Canadian Journal of Urology 2007, 14(6), 3757-3760.

Abstract

Objective: Pheochromocytoma of the urinary bladder is rare. Herein, we report our experience with pheochromocytoma of the urinary bladder in three patients.
Materials and methods: Records of three consecutive patients diagnosed with bladder pheochromocytoma were reviewed. Patients' age, sex, presentation, associated conditions, diagnostic and imaging modalities utilized, management and follow up were recorded.

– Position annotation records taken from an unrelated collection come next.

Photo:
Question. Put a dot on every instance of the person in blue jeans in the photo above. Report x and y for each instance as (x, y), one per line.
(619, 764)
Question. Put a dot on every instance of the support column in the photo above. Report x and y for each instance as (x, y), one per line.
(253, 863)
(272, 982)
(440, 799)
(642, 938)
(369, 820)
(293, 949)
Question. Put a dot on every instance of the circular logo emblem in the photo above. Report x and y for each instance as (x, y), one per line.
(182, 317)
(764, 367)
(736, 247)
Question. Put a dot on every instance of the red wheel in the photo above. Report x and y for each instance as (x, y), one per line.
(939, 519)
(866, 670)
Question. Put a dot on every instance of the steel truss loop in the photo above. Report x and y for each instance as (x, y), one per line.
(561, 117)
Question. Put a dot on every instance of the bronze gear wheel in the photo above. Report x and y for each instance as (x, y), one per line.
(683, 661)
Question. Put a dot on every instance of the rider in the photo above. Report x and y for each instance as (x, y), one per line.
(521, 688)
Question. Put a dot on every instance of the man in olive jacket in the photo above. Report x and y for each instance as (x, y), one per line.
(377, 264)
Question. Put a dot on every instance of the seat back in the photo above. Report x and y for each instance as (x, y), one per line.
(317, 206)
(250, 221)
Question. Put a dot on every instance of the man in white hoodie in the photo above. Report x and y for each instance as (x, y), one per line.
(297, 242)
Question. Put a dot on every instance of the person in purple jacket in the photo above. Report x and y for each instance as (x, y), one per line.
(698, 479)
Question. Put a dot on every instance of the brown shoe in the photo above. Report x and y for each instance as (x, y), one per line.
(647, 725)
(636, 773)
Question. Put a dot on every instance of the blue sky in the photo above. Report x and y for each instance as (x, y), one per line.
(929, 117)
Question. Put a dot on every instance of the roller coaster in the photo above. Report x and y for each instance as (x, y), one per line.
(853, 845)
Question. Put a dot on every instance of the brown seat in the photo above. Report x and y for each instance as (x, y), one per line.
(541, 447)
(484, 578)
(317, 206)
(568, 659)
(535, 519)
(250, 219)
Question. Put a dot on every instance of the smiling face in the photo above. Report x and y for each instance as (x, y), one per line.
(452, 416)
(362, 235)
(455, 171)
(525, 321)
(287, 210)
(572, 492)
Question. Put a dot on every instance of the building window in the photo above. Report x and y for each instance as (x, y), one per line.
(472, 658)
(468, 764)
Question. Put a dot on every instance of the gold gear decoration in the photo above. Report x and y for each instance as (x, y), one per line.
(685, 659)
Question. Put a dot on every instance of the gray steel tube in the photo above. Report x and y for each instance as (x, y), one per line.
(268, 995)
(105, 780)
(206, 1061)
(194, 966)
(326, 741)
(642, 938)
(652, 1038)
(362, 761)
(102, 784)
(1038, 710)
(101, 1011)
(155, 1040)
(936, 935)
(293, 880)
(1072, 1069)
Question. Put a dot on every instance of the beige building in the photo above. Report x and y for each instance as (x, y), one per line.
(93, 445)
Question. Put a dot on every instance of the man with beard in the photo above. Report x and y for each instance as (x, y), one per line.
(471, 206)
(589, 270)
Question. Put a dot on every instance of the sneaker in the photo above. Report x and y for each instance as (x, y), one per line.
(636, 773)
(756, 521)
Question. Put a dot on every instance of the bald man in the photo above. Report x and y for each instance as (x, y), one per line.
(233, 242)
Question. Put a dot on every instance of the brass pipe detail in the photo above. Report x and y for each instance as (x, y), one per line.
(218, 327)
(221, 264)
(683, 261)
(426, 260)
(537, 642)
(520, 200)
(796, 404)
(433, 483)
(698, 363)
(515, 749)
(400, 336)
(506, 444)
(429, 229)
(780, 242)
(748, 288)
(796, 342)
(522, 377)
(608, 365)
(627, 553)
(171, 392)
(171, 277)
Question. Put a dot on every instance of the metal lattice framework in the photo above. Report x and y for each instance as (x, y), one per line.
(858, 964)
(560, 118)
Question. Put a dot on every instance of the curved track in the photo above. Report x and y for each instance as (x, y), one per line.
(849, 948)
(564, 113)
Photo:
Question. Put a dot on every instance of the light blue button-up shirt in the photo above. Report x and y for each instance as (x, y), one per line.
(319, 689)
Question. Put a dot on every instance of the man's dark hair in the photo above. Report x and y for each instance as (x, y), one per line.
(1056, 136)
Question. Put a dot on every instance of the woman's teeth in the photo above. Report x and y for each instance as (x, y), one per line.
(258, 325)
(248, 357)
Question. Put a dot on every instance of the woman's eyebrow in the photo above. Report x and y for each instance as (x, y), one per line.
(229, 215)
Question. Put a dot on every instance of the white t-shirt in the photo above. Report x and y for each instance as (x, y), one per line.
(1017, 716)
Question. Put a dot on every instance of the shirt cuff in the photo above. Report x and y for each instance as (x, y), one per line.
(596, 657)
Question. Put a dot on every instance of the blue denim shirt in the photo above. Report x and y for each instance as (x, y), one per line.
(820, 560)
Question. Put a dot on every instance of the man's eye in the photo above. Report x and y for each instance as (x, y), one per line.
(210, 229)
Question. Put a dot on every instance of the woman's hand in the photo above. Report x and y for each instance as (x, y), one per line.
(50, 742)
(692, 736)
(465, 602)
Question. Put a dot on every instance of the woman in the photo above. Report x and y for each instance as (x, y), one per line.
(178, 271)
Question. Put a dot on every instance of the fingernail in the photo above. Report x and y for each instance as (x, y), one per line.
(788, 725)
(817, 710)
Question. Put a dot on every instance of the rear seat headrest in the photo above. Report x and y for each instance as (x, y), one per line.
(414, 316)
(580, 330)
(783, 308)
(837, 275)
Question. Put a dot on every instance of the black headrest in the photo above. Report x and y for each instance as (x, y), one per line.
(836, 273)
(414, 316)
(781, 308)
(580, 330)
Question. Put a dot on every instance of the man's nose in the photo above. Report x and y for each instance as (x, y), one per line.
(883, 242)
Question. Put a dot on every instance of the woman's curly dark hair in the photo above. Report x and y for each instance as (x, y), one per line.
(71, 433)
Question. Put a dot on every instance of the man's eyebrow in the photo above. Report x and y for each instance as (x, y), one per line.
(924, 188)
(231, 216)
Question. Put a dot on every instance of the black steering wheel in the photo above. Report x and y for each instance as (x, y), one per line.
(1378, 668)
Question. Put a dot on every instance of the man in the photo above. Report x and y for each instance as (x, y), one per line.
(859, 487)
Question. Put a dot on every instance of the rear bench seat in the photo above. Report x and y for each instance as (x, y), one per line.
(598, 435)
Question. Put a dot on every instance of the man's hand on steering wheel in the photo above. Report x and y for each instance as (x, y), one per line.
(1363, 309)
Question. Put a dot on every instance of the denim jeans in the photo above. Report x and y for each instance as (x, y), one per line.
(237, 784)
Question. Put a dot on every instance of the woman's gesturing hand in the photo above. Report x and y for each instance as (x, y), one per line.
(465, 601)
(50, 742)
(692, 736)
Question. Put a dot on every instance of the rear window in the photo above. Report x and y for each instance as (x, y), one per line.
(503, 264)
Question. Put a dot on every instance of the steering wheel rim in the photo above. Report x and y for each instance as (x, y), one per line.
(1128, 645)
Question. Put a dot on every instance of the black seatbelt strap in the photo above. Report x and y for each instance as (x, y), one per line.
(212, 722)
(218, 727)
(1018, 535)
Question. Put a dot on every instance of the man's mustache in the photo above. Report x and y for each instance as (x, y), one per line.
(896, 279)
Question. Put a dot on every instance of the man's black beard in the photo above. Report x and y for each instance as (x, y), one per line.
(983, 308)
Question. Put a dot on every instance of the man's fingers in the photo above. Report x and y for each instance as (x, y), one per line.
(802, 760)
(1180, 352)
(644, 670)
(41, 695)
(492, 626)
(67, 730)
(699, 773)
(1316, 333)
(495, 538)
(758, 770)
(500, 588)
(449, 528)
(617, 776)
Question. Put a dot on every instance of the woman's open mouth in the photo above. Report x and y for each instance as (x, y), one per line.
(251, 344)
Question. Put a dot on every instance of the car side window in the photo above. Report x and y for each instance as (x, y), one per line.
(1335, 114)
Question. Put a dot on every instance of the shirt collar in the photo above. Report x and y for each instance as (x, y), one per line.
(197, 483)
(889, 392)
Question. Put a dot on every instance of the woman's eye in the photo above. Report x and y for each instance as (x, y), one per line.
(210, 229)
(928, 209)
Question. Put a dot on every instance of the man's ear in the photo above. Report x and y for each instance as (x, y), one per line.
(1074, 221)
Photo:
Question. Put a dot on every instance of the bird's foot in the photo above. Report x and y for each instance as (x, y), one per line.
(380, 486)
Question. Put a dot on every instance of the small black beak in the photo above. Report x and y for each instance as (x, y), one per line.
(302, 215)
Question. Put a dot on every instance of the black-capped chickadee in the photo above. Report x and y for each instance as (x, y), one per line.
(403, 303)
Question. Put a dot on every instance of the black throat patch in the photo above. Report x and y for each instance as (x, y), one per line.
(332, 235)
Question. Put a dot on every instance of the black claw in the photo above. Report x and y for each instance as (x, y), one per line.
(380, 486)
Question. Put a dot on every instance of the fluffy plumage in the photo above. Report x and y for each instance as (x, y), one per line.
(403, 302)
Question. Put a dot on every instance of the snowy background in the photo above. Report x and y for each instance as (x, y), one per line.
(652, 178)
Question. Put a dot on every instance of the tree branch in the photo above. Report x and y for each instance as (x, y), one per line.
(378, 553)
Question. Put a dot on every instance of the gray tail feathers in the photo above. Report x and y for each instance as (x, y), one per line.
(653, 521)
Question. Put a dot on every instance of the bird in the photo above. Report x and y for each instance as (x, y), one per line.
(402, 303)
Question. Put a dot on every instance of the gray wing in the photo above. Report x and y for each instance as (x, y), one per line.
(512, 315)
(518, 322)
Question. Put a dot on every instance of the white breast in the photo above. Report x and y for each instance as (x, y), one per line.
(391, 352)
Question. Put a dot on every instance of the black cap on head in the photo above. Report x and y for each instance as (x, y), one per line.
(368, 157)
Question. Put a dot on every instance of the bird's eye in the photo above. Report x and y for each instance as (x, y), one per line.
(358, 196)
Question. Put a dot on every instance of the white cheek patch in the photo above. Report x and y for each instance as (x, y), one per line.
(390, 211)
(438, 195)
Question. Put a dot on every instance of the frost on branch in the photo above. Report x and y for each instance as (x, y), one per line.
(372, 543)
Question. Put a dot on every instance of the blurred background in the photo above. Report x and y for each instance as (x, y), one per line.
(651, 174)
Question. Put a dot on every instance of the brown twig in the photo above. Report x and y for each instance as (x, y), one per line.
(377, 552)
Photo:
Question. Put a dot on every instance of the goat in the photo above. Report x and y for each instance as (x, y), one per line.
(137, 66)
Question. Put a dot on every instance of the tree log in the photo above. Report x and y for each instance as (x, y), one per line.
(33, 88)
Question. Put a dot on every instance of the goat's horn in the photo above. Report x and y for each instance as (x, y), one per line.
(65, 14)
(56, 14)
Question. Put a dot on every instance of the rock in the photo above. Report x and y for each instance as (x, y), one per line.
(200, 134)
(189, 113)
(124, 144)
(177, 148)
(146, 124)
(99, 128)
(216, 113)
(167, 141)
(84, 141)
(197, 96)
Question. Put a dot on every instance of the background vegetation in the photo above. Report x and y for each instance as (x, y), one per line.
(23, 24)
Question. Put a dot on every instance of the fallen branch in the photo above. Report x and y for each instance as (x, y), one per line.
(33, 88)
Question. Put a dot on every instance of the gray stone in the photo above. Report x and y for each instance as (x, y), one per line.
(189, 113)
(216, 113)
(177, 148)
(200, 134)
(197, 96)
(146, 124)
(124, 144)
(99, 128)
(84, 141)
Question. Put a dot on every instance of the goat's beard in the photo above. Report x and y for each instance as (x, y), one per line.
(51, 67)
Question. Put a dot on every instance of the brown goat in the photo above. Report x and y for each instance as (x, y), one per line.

Results: The three patients included one child and two adults. An 11-year-old female presented with hematuria and bladder mass. Transurethral biopsy was non-diagnostic and she underwent partial cystectomy with eventual diagnosis of pheochromocytoma. Of the two adults, one was a 35-year-old female with history of gestational tumor who was being followed with computed tomography (CT) scan. A bladder mass was incidentally discovered. Transurethral resection of bladder tumor revealed pheochromocytoma and she underwent partial cystectomy. In retrospect, she has had symptoms related to micturition. The third patient is a 32-year-old male, who presented with fainting on voiding which suggested pheochromocytoma. He was also managed with partial cystectomy. There were no perioperative complications in any of the three patients.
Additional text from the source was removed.